India volume growth deceleration due to weather
Excessive and uneven rainfall in Q3 CY2024 led to a sharp deceleration in India volume growth to 5.7%, raising concerns that weather disruptions could persist and impact full-year growth.
India volume grew only 5.7% YoY in Q3 CY2024, a significant slowdown from 22.9% in Q2 CY2024, confirming the weather impact.
India volume growth dropped sharply to 5.7% from 22.9% in the previous quarter, directly validating the weather risk. Management expects recovery as rains subside, but the impact is real.
Competitive pressure from Campa Cola
Campa Cola's entry with aggressive trade margins could erode Varun Beverages' market share in India, especially in price-sensitive segments.
India volume grew 5.7% YoY, but management stated there is room for all players and they are adding 300,000-400,000 outlets annually. No direct evidence of market share loss.
While India volume growth slowed, the slowdown is attributed to weather, not competition. Management's confidence and continued distribution expansion suggest Campa Cola has not yet materially impacted market share.

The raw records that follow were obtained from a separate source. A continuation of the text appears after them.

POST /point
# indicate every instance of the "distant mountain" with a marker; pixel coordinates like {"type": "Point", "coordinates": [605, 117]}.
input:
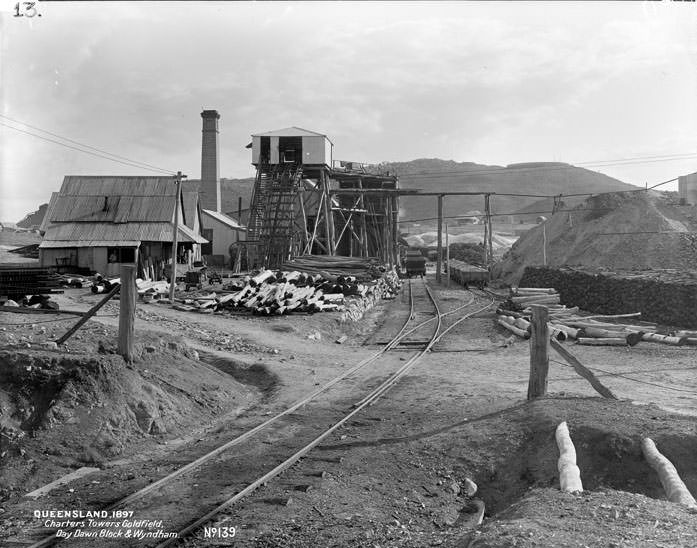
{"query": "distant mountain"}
{"type": "Point", "coordinates": [535, 178]}
{"type": "Point", "coordinates": [434, 175]}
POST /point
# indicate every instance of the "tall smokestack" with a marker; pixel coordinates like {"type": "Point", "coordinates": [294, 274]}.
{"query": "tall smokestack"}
{"type": "Point", "coordinates": [210, 163]}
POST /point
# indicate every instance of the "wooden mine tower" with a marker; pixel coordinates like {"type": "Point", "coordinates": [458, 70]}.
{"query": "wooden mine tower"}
{"type": "Point", "coordinates": [301, 204]}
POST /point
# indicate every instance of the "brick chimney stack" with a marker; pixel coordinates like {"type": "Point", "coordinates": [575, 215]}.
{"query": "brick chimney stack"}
{"type": "Point", "coordinates": [210, 162]}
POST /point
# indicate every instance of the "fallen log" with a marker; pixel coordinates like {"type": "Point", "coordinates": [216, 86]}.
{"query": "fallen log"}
{"type": "Point", "coordinates": [556, 333]}
{"type": "Point", "coordinates": [602, 342]}
{"type": "Point", "coordinates": [569, 472]}
{"type": "Point", "coordinates": [513, 329]}
{"type": "Point", "coordinates": [520, 290]}
{"type": "Point", "coordinates": [632, 338]}
{"type": "Point", "coordinates": [675, 489]}
{"type": "Point", "coordinates": [536, 299]}
{"type": "Point", "coordinates": [570, 332]}
{"type": "Point", "coordinates": [665, 339]}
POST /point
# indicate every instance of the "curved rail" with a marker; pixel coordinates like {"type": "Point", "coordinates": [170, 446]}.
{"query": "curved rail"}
{"type": "Point", "coordinates": [248, 434]}
{"type": "Point", "coordinates": [368, 400]}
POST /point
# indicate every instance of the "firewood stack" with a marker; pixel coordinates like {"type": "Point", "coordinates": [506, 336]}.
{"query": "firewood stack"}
{"type": "Point", "coordinates": [666, 296]}
{"type": "Point", "coordinates": [282, 292]}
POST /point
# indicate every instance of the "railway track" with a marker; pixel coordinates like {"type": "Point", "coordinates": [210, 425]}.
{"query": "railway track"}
{"type": "Point", "coordinates": [164, 496]}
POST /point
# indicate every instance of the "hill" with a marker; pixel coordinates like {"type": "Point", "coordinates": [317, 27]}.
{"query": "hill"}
{"type": "Point", "coordinates": [627, 231]}
{"type": "Point", "coordinates": [541, 178]}
{"type": "Point", "coordinates": [538, 178]}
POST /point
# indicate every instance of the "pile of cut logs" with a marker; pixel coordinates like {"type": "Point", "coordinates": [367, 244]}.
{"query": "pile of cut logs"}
{"type": "Point", "coordinates": [280, 292]}
{"type": "Point", "coordinates": [566, 323]}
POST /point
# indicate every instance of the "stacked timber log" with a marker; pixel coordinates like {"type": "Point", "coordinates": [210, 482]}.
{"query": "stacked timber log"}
{"type": "Point", "coordinates": [668, 297]}
{"type": "Point", "coordinates": [282, 292]}
{"type": "Point", "coordinates": [362, 268]}
{"type": "Point", "coordinates": [566, 323]}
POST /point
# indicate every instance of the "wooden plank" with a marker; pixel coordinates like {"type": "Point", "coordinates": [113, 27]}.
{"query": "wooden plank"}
{"type": "Point", "coordinates": [539, 356]}
{"type": "Point", "coordinates": [91, 312]}
{"type": "Point", "coordinates": [76, 474]}
{"type": "Point", "coordinates": [25, 310]}
{"type": "Point", "coordinates": [582, 370]}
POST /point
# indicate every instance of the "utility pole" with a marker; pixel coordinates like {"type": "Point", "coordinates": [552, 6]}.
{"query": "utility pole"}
{"type": "Point", "coordinates": [439, 259]}
{"type": "Point", "coordinates": [175, 235]}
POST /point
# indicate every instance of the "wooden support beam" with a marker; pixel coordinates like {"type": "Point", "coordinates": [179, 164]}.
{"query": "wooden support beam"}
{"type": "Point", "coordinates": [91, 312]}
{"type": "Point", "coordinates": [582, 370]}
{"type": "Point", "coordinates": [127, 312]}
{"type": "Point", "coordinates": [439, 260]}
{"type": "Point", "coordinates": [539, 356]}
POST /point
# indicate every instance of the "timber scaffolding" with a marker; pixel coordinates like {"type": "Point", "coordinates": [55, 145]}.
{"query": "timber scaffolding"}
{"type": "Point", "coordinates": [299, 209]}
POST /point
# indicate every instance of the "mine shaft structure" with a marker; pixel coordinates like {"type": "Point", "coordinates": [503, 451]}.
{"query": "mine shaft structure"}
{"type": "Point", "coordinates": [305, 203]}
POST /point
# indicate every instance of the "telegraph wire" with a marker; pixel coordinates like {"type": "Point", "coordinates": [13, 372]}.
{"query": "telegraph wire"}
{"type": "Point", "coordinates": [112, 157]}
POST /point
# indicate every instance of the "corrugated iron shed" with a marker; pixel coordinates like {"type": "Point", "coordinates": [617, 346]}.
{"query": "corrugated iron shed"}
{"type": "Point", "coordinates": [106, 211]}
{"type": "Point", "coordinates": [292, 131]}
{"type": "Point", "coordinates": [140, 232]}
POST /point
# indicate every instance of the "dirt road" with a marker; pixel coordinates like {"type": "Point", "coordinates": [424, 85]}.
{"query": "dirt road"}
{"type": "Point", "coordinates": [396, 475]}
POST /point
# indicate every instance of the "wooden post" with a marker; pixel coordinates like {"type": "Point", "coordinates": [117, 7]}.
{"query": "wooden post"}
{"type": "Point", "coordinates": [539, 357]}
{"type": "Point", "coordinates": [447, 256]}
{"type": "Point", "coordinates": [544, 244]}
{"type": "Point", "coordinates": [175, 236]}
{"type": "Point", "coordinates": [127, 312]}
{"type": "Point", "coordinates": [439, 262]}
{"type": "Point", "coordinates": [239, 217]}
{"type": "Point", "coordinates": [91, 312]}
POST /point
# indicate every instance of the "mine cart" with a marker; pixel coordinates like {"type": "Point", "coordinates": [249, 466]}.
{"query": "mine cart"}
{"type": "Point", "coordinates": [415, 264]}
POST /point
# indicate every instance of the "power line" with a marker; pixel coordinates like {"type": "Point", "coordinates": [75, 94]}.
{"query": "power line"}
{"type": "Point", "coordinates": [112, 157]}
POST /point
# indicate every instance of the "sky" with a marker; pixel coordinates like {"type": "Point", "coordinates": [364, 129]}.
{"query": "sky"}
{"type": "Point", "coordinates": [492, 83]}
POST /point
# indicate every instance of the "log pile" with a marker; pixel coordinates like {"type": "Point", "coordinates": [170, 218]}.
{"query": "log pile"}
{"type": "Point", "coordinates": [361, 268]}
{"type": "Point", "coordinates": [668, 297]}
{"type": "Point", "coordinates": [566, 323]}
{"type": "Point", "coordinates": [283, 292]}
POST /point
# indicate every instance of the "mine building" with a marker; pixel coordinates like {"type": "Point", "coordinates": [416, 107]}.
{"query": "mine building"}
{"type": "Point", "coordinates": [305, 202]}
{"type": "Point", "coordinates": [99, 223]}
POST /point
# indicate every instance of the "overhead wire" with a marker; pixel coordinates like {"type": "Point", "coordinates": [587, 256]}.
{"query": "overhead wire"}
{"type": "Point", "coordinates": [99, 152]}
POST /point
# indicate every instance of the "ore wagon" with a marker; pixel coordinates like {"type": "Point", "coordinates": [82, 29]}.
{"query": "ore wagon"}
{"type": "Point", "coordinates": [415, 264]}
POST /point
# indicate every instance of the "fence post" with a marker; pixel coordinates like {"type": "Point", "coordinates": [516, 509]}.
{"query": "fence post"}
{"type": "Point", "coordinates": [539, 355]}
{"type": "Point", "coordinates": [127, 312]}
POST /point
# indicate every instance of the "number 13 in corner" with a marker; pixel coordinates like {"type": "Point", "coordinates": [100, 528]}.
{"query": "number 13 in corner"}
{"type": "Point", "coordinates": [26, 9]}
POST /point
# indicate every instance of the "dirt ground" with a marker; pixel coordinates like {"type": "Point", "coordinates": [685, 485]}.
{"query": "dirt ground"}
{"type": "Point", "coordinates": [393, 476]}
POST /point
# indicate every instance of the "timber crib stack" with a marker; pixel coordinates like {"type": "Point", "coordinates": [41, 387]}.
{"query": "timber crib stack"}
{"type": "Point", "coordinates": [282, 292]}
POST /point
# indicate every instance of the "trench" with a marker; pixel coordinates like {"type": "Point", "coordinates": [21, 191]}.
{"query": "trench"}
{"type": "Point", "coordinates": [606, 460]}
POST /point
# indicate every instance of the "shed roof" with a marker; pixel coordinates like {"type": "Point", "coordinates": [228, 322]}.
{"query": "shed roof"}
{"type": "Point", "coordinates": [76, 233]}
{"type": "Point", "coordinates": [114, 209]}
{"type": "Point", "coordinates": [293, 131]}
{"type": "Point", "coordinates": [93, 185]}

Execution risk in Africa expansion
Rapid capacity expansion in DRC and South Africa, along with new snack plants, may face operational or demand challenges, potentially delaying returns.
DRC greenfield plant is 100% utilized on three shifts and sold out; South Africa Pepsi brand grew 20% in September. Snack plants are on track for 2025.
Strong execution in DRC (100% utilization) and improving trends in South Africa (20% growth in September) suggest that Africa expansion is on track, reducing near-term execution risk.
BevCo integration and margin drag
BevCo's lower realization per case and higher working capital days are dragging consolidated margins; turnaround may take several quarters.
Consolidated EBITDA margin expanded 117 bps to 24.0%, and South Africa showed 20% growth in September, indicating improving trends.
Despite concerns about BevCo's margin drag, consolidated EBITDA margins improved significantly, and South Africa's growth suggests the integration is progressing well, reducing the drag.
Raw material cost volatility squeezing margins
Higher PET prices and water cost reclassification caused India gross margins to dip ~120 bps, and future input cost spikes remain a risk to profitability.
India gross margins dipped ~120 bps due to higher PET prices and water cost reclassification, but consolidated EBITDA margin expanded 117 bps to 24.0%.
Although India gross margins dipped, consolidated EBITDA margins expanded due to operational efficiencies and backward integration, mitigating the raw material impact. The risk remains but is partially offset.